Kubica przyznał natomiast, że nie może się doczekać ponownej wizyty w Brazylii. Polak miał okazję ścigać się na Interlagos w Formule 1. - To obiekt mało znany większości załóg Hypercar z długodystansowych mistrzostw świata. Sam akurat miałem wielokrotnie okazję na nim jeździć. Mało kto wie, że debiutowałem na nim już w roku 2001, bo ścigałem się wtedy w brazylijskiej Formule Renault - zdradził kierowca z Polski.
- To wyjątkowy tor, bardzo inny od tych, na których rywalizowaliśmy w tym roku. Bardzo mi się podoba. Mam nadzieję, że w ten weekend wykorzystamy szansę, którą straciliśmy podczas 24h Le Mans - dodał Kubica.
Mniejsze doświadczenie z toru Interlagos mają Robert Shwartzman oraz Yifei Ye. Rosjanin przed rokiem wziął udział w piątkowym treningu F1 przed GP Sao Paulo. - Nigdy się na nim nie ścigałem w bojowych warunkach, podobnie jak większość stawki WEC, więc każdy z nas będzie miał co robić. Mam pozytywne przeczucia i będę chciał jak najszybciej dotrzeć do limitów samochodu - oświadczył Shwartzman.

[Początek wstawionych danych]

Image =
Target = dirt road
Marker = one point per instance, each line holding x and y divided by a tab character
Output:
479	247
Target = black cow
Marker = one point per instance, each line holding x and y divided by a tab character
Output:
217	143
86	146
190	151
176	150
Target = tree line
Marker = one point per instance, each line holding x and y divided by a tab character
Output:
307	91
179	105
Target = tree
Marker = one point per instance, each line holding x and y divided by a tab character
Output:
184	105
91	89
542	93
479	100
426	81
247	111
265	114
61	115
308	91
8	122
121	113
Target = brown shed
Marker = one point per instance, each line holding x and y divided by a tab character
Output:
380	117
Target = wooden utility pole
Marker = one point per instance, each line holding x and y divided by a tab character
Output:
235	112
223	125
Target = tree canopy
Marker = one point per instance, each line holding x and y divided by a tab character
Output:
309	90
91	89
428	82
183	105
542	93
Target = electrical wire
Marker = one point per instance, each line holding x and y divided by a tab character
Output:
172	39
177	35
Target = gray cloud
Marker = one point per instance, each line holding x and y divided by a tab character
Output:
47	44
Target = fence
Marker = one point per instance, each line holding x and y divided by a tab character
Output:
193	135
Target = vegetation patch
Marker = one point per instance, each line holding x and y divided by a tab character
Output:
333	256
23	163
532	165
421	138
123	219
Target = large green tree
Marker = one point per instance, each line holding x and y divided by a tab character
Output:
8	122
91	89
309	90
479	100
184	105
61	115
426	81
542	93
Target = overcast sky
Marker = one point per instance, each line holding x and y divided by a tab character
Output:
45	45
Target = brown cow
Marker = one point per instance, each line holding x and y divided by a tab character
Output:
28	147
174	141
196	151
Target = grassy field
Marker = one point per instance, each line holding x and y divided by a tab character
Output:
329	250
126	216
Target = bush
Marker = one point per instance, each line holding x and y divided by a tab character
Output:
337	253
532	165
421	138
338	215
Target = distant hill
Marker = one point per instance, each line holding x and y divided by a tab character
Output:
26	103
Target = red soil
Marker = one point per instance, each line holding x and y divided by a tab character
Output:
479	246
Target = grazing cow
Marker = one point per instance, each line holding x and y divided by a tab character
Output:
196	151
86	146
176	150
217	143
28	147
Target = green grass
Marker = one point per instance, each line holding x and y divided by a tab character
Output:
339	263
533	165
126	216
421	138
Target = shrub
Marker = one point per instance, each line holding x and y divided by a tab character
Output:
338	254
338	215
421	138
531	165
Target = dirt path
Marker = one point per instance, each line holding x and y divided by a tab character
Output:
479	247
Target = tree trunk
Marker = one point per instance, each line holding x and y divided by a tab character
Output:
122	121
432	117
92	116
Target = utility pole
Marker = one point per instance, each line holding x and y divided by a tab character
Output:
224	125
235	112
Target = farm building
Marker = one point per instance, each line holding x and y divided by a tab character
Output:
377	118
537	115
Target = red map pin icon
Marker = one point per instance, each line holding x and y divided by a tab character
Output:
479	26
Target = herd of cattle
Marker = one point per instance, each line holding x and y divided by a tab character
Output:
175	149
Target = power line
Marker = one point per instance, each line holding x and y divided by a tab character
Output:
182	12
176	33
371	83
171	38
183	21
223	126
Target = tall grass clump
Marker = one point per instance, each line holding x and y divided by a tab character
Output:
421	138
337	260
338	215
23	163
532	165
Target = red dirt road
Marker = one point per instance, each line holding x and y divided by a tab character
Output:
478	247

- Nie mogę się doczekać pierwszego wyścigu w Sao Paulo w mojej karierze. To też moja premierowa wizyta w Ameryce Południowej. Jestem podekscytowany. Czeka nas trudny weekend, bo większość kierowców i zespołów nie ma doświadczeń związanych z tym torem. Ważne, abyśmy płynnie przeszli przez treningi i szybko uczyli się obiektu - podkreślił Ye.
Czytaj także:
- Miliarder się wściekł. Będzie zwalniał ludzi z ekipy F1?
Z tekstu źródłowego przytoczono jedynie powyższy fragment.